成長戦略4つの柱に紐づく多彩な施策で、社員の「エンゲージメント」をアップ
そうしたDHLの「やる気のある人材」に対する取り組みの中で、最も重視されているのが、「エンゲージメント」の向上だ。たとえば、オープンなコミュニケーション、フィードバック、情報共有、多様性の重視、チームワーク、前向きな姿勢の尊重、チャレンジする機会の提供、コンプライアンスの重視、安心安全な職場づくりなどが該当し、さまざまな施策がいずれも前述の「4つの柱」に紐づいて策定されている。
大植氏は「DHLでは、『社員を大切にすることは、お客様を大切にすることにつながる』という考え方を重視している。グローバルなネットワークでサービスを提供する当社にとって、顧客への誠実な対応は、チーム全体が互いに尊重し、協力し合いながら『As One』の姿勢で成果を出すことに直結している」と語る。つまり、社員のエンゲージメントは、「お客様への取り組み」と「社員同士のチームワーク」の両面を意識したものである必要がある。
そこで重視されているのが、年2回の「サーベイ」だ。1つは「Great Place To Work(働きがいのある会社)」としての調査であり、働きがいに関する60の質問項目について社員の評価を確認し、外部調査としてマーケットトレンドやベンチマーク企業との比較も行っている。もう1つは社内サーベイ「Employee Opinion Survey(社員意識調査)」で、会社の施策・方針・コミュニケーションに対する社員の理解や評価を確認している。

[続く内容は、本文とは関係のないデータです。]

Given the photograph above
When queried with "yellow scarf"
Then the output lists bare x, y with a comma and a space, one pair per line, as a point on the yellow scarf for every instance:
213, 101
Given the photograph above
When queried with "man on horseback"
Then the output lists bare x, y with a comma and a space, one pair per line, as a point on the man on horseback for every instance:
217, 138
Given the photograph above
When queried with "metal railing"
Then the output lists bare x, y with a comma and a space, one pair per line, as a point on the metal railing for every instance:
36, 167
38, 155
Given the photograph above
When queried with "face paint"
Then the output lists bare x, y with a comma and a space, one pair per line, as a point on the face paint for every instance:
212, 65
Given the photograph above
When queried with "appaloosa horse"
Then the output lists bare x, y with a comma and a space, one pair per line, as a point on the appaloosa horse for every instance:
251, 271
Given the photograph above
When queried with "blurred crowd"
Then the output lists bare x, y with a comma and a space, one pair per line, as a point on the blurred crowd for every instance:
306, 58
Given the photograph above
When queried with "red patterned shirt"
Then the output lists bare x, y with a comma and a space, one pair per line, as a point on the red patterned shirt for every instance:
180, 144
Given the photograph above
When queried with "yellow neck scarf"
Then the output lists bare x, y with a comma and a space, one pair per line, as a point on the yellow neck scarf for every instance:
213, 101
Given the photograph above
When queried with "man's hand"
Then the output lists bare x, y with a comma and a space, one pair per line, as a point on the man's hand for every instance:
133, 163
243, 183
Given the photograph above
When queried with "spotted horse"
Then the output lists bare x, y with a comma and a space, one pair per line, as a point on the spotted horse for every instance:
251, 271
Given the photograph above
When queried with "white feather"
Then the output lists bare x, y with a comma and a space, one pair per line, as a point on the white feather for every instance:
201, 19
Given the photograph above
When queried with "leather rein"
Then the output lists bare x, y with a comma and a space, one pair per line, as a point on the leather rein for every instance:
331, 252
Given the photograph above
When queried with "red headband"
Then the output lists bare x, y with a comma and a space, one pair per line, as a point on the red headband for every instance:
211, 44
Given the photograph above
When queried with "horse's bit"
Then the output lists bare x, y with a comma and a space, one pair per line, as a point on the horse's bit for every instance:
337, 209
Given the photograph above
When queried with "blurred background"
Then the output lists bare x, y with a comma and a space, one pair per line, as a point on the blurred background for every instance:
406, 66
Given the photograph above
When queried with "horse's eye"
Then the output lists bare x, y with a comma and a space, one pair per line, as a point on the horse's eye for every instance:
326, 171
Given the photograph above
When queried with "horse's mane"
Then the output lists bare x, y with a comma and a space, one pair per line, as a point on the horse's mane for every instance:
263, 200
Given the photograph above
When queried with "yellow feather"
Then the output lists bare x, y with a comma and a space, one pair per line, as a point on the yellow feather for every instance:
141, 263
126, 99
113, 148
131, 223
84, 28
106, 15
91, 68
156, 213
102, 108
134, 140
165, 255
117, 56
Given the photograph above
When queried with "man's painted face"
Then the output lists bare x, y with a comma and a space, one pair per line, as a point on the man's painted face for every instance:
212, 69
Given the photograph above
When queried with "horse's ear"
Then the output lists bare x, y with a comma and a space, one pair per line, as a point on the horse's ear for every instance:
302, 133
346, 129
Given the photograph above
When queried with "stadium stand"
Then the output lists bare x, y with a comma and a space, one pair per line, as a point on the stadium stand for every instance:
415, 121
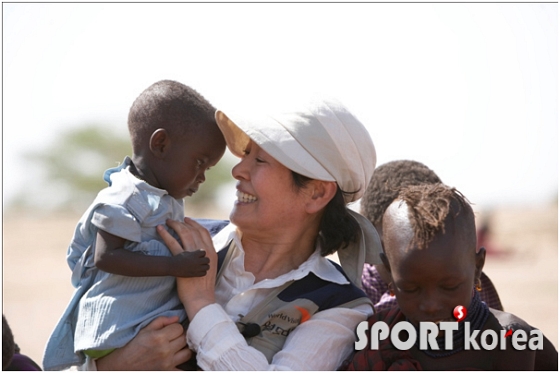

これらのサーベイ結果は各部門・チームごとに開示・共有され、具体的な改善取り組みにつなげるサイクルを構築している。サーベイ結果は毎年上下動があるため、その変化に対してアクションを起こすことが重要だ。Employee Opinion Surveyの結果は管理職層の評価にも反映される。
さらに、より良い職場づくりの取り組みとして毎年実施されているものに、グループ全体での「アプリシエーションウィーク」がある。社員やチームメンバーの努力・貢献に感謝を伝えるイベントであり、グループ全体の共通テーマを各国・各職場の状況に合わせて実施されている。職場の飾りつけやメッセージ交換、社内イントラネットへの写真投稿など、日常的な取り組みの中で、グループ全体のメッセージを身近に感じる機会としている。
また、職場改善の継続的促進を意図して、設けられているのが「ベストワークプレイスコミュニティ」だ。約90名の社員が自主的に参加し、各職場の取り組み情報共有、課題やテーマに対するアイデア議論、具体的取り組みの社内発信などを行っている。